А Яна полезла за пазуху, достала оттуда теплый и липкий кусочек дешевого бурого сахара, который она стащила утром в кладовке, и сказала:
— Съешь побыстрей да проваливай, а если кому-нибудь проговоришься, убью!
Они были добры и ласковы с ним, потому что видели, как его пороли, а когда они были добры к нему, ему казалось, что они не такие уж и лупоглазые. Они никогда не обходились с ним плохо, если поблизости никого не было.

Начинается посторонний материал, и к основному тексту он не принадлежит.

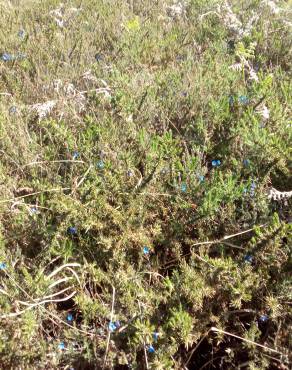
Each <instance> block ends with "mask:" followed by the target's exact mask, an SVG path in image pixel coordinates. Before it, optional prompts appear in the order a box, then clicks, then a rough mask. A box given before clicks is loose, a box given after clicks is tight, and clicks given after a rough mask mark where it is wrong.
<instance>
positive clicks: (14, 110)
mask: <svg viewBox="0 0 292 370" xmlns="http://www.w3.org/2000/svg"><path fill="white" fill-rule="evenodd" d="M16 112H17V108H16V106H15V105H13V106H12V107H10V108H9V113H10V114H14V113H16Z"/></svg>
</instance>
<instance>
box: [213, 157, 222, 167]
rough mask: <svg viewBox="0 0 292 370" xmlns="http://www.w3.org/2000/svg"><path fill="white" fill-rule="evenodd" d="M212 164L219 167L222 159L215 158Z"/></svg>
mask: <svg viewBox="0 0 292 370" xmlns="http://www.w3.org/2000/svg"><path fill="white" fill-rule="evenodd" d="M211 164H212V166H213V167H218V166H220V164H221V161H220V159H213V160H212V162H211Z"/></svg>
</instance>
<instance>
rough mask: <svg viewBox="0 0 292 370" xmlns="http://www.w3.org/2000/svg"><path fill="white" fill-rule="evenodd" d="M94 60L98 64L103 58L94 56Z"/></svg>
mask: <svg viewBox="0 0 292 370" xmlns="http://www.w3.org/2000/svg"><path fill="white" fill-rule="evenodd" d="M94 59H95V60H96V61H97V62H100V61H102V60H103V57H102V55H100V54H95V56H94Z"/></svg>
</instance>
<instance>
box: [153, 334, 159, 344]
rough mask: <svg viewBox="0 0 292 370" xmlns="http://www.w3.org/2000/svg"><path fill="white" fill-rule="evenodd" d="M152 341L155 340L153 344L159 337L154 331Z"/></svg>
mask: <svg viewBox="0 0 292 370" xmlns="http://www.w3.org/2000/svg"><path fill="white" fill-rule="evenodd" d="M152 336H153V339H154V340H155V342H156V341H157V339H158V336H159V333H158V332H157V331H155V332H154V333H153V335H152Z"/></svg>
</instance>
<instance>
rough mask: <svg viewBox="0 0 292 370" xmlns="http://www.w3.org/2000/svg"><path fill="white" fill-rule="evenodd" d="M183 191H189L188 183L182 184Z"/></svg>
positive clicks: (182, 190) (183, 191) (181, 189)
mask: <svg viewBox="0 0 292 370" xmlns="http://www.w3.org/2000/svg"><path fill="white" fill-rule="evenodd" d="M180 188H181V191H182V192H183V193H185V192H186V191H187V184H181V187H180Z"/></svg>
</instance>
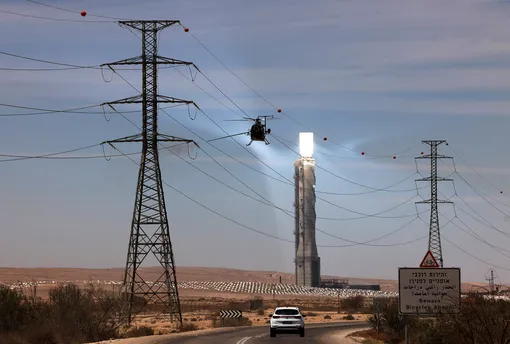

Хозяйская дочка Магнина выучила его читать — в доме нашлись обрывки букваря. Она возвышалась над мальчиком, точно гора, и тыкала в буквы вязальной спицей. Стоило ему три раза подряд неправильно назвать одну и ту же букву, как она давала ему подзатыльник, но обычно беззлобно и небольно, словно думала совсем о другом, и он не обижался. Она была толстая и хмурая, лицо у нее было синеватое; обнюхивая ее, собака чихала. Из-за хронической простуды Магнина круглый год носила по две пары толстых чулок, верхние чулки то и дело сползали у нее с ног, а случалось, и нижние тоже. Она никогда не издевалась над ним ради забавы, никогда не наговаривала на него, чтобы ему попало, не вымещала на нем своего плохого настроения и никогда не бранила его. Но она и никогда не вступалась за него, если над ним издевались, или незаслуженно пороли, или возводили на него напраслину, и никогда не бывала в хорошем расположении духа. Наоборот, казалось, что она добра к нему лишь по рассеянности.